Non potremo darvi in diretta l’esito delle votazioni al Consorzio Agrario di Cremona, avendo deciso di anticipare a mercoledi sera la stampa del nostro giornale per consentirci di preparare nei minimi dettagli la nostra  manifestazione del Premio alla Carriera per venerdi 1 maggio,  che apre di fatto a Crema  l’EXPO. Ma troverete i risultati sul nostro portale www.inprimapagina.com. È prevista infatti per giovedi mattina 30 aprile,  presso gli spazi di CremonaFiere l’assemblea generale elettiva del Consorzio Agrario di Cremona. I delegati delle sedi del territorio, eletti nei giorni scorsi, sanciranno così il passaggio della leadership del Consorzio che visti i numeri pare passi alla Coldiretti, che conta 63 Soci tra i ‘grandi elettori’, a fronte dei 58 della Libera. Finisce dunque un’epoca al Consorzio e la Libera fa i conti con le prospettive future. Il presidente Pierluigi Filippini  ha puntato il dito contro i soci dell’Associazione che hanno preferito votare l’organizzazione concorrente, aprendo di fatto la strada ad una gestione politico-sindacale anziché economica del Consorzio.
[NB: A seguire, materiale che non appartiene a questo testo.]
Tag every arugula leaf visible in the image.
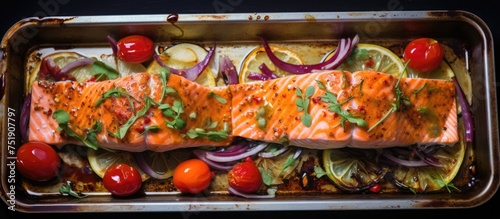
[92,60,120,81]
[114,97,152,139]
[316,80,367,128]
[158,100,186,130]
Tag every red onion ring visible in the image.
[193,149,234,171]
[260,35,359,74]
[205,142,269,163]
[153,44,215,81]
[219,56,239,85]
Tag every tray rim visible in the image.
[0,10,500,212]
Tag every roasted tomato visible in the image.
[102,163,142,196]
[172,159,213,194]
[116,35,154,63]
[403,38,444,73]
[227,157,262,193]
[16,142,61,181]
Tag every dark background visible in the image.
[0,0,500,219]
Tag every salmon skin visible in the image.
[29,73,232,152]
[230,71,458,149]
[29,70,458,152]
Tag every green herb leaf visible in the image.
[115,97,152,139]
[92,60,120,81]
[316,80,367,128]
[162,100,187,130]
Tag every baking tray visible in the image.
[0,11,500,212]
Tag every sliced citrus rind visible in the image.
[87,149,150,181]
[238,46,304,83]
[330,43,406,77]
[323,148,388,192]
[134,148,192,179]
[146,43,216,87]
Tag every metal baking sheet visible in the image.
[0,11,500,212]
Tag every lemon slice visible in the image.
[146,43,216,87]
[134,148,192,179]
[388,125,467,193]
[239,46,304,83]
[323,148,389,192]
[87,148,150,181]
[332,43,406,77]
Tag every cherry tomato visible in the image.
[227,157,262,193]
[117,35,154,63]
[16,142,61,181]
[102,163,142,196]
[403,38,444,73]
[172,159,213,194]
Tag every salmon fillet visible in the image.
[231,71,458,149]
[29,70,458,152]
[29,73,232,152]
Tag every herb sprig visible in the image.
[158,100,186,130]
[316,80,367,128]
[295,86,314,127]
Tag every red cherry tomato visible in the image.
[102,164,142,196]
[16,142,61,181]
[227,157,262,193]
[172,159,213,194]
[116,35,154,63]
[403,38,444,73]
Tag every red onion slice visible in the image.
[193,149,234,171]
[219,56,239,85]
[451,77,474,142]
[153,45,215,81]
[260,35,359,74]
[227,186,276,198]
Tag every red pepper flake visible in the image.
[311,97,321,104]
[365,57,375,67]
[252,97,262,103]
[135,125,146,133]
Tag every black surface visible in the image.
[0,0,500,219]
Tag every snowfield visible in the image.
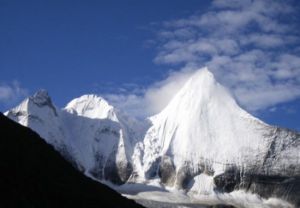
[5,68,300,208]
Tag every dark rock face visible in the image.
[0,114,142,208]
[214,166,300,207]
[104,153,133,185]
[214,166,241,192]
[244,175,300,207]
[158,155,176,186]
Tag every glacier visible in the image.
[5,68,300,206]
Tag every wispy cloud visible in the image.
[103,0,300,116]
[154,0,300,111]
[0,80,28,105]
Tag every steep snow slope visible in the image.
[6,68,300,204]
[0,113,142,208]
[6,90,142,183]
[134,68,300,204]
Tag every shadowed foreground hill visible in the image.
[0,113,142,208]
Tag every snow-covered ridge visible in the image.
[6,68,300,206]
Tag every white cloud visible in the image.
[0,81,28,104]
[155,0,300,113]
[107,0,300,117]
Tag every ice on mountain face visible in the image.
[136,69,300,203]
[6,68,300,206]
[6,90,144,183]
[6,90,65,149]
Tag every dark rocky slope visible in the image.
[0,113,142,208]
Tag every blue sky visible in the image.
[0,0,300,130]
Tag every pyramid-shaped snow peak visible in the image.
[141,68,298,187]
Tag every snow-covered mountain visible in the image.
[6,68,300,206]
[5,90,143,184]
[137,68,300,205]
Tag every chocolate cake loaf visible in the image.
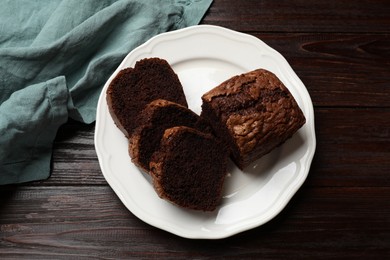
[106,58,187,137]
[150,126,228,211]
[129,99,211,172]
[201,69,305,169]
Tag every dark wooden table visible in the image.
[0,0,390,259]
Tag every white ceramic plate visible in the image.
[95,25,316,239]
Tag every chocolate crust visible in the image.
[129,99,211,172]
[201,69,305,169]
[106,58,188,137]
[150,126,228,211]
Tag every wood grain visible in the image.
[0,186,390,259]
[0,0,390,259]
[202,0,390,33]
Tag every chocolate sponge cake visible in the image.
[129,99,211,172]
[150,126,228,211]
[201,69,305,169]
[106,58,187,137]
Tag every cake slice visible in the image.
[106,58,188,137]
[201,69,305,169]
[150,126,228,211]
[129,99,211,172]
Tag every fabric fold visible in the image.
[0,0,212,184]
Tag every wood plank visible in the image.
[254,34,390,107]
[0,186,390,259]
[308,108,390,187]
[202,0,390,33]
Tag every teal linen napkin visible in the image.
[0,0,212,185]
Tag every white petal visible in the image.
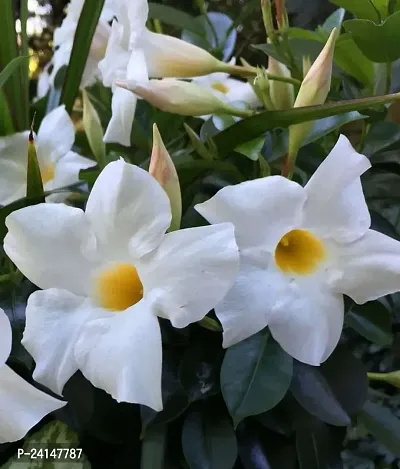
[45,151,96,202]
[332,230,400,304]
[0,308,12,367]
[22,288,106,395]
[0,365,67,443]
[303,135,371,242]
[215,256,286,348]
[195,176,306,257]
[137,223,239,327]
[75,299,162,411]
[104,87,137,147]
[36,104,75,164]
[4,204,92,295]
[269,278,344,366]
[0,132,29,205]
[86,160,171,260]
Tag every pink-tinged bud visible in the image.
[116,78,248,116]
[268,57,294,111]
[141,31,224,78]
[289,28,337,171]
[149,124,182,231]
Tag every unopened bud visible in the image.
[143,31,224,78]
[116,78,250,117]
[268,57,294,111]
[149,124,182,231]
[289,28,337,172]
[303,55,312,78]
[254,68,274,111]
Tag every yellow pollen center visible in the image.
[95,264,143,311]
[275,230,326,275]
[40,164,54,184]
[211,81,229,94]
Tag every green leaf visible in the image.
[358,401,400,457]
[140,424,167,469]
[149,2,205,36]
[268,111,366,161]
[334,33,374,88]
[26,132,45,202]
[322,8,346,34]
[182,411,237,469]
[2,421,91,469]
[61,0,104,113]
[296,420,346,469]
[82,90,107,169]
[235,136,265,161]
[221,330,293,426]
[346,301,393,346]
[0,56,29,88]
[0,1,27,131]
[330,0,387,23]
[343,11,400,63]
[214,90,400,156]
[290,362,350,426]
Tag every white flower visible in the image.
[196,136,400,365]
[0,308,66,443]
[99,0,225,146]
[192,58,261,119]
[37,0,114,98]
[4,160,239,411]
[0,105,96,205]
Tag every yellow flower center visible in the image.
[40,164,55,184]
[275,230,326,275]
[211,81,229,94]
[95,264,143,311]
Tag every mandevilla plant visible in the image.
[0,0,400,469]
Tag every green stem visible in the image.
[197,316,222,332]
[385,62,392,94]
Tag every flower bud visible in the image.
[268,57,294,111]
[142,31,224,78]
[289,28,337,171]
[116,78,249,116]
[149,124,182,231]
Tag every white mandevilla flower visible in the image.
[37,0,114,98]
[196,136,400,365]
[99,0,233,146]
[0,308,66,443]
[192,58,261,119]
[0,105,96,205]
[4,160,239,411]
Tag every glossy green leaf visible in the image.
[322,8,346,34]
[26,132,45,202]
[268,111,366,161]
[290,362,350,426]
[346,301,393,346]
[149,2,205,36]
[235,136,265,161]
[334,33,374,88]
[0,1,27,130]
[330,0,388,23]
[221,330,293,425]
[2,421,91,469]
[61,0,104,113]
[0,56,29,88]
[296,420,346,469]
[182,410,237,469]
[140,424,167,469]
[343,11,400,63]
[358,401,400,457]
[214,93,400,156]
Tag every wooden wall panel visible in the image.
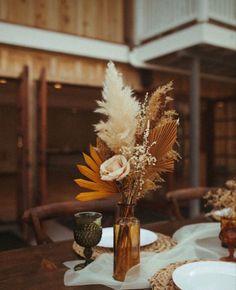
[0,45,142,90]
[0,0,124,42]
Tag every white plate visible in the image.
[98,227,158,248]
[172,261,236,290]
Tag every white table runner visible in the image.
[64,223,228,290]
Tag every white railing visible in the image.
[208,0,236,26]
[135,0,236,43]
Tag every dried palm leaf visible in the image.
[148,120,177,163]
[75,145,118,201]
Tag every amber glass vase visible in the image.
[219,217,236,263]
[113,203,140,281]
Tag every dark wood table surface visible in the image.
[0,219,210,290]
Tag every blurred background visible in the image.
[0,0,236,249]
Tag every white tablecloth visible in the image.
[64,223,228,289]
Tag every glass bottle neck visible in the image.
[117,203,135,217]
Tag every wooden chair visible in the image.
[166,187,213,221]
[22,198,117,244]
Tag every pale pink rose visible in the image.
[100,155,130,181]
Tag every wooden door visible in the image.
[38,69,48,204]
[16,67,29,220]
Forti critiche ai ‘franchi tiratori’ sono venute anche dai soci della Libera, che hanno invitato chi ha votato per la Coldiretti a lasciare l’associazione. Dal canto suo Mario Guidi, presidente nazionale di Confagricoltura, ha invitato la Libera ad aprirsi al dialogo, appoggiando i propri amministratori nel Consorzio e vigilando sulla validità della gestione, facendo particolare attenzione ad eventuali ‘strane proposte’ di apparentamento con altri Consorzi. C’è in ballo l’interesse degli agricoltori soci del Consorzio, ha sottolineato Guidi, che va oltre le logiche degli schieramenti.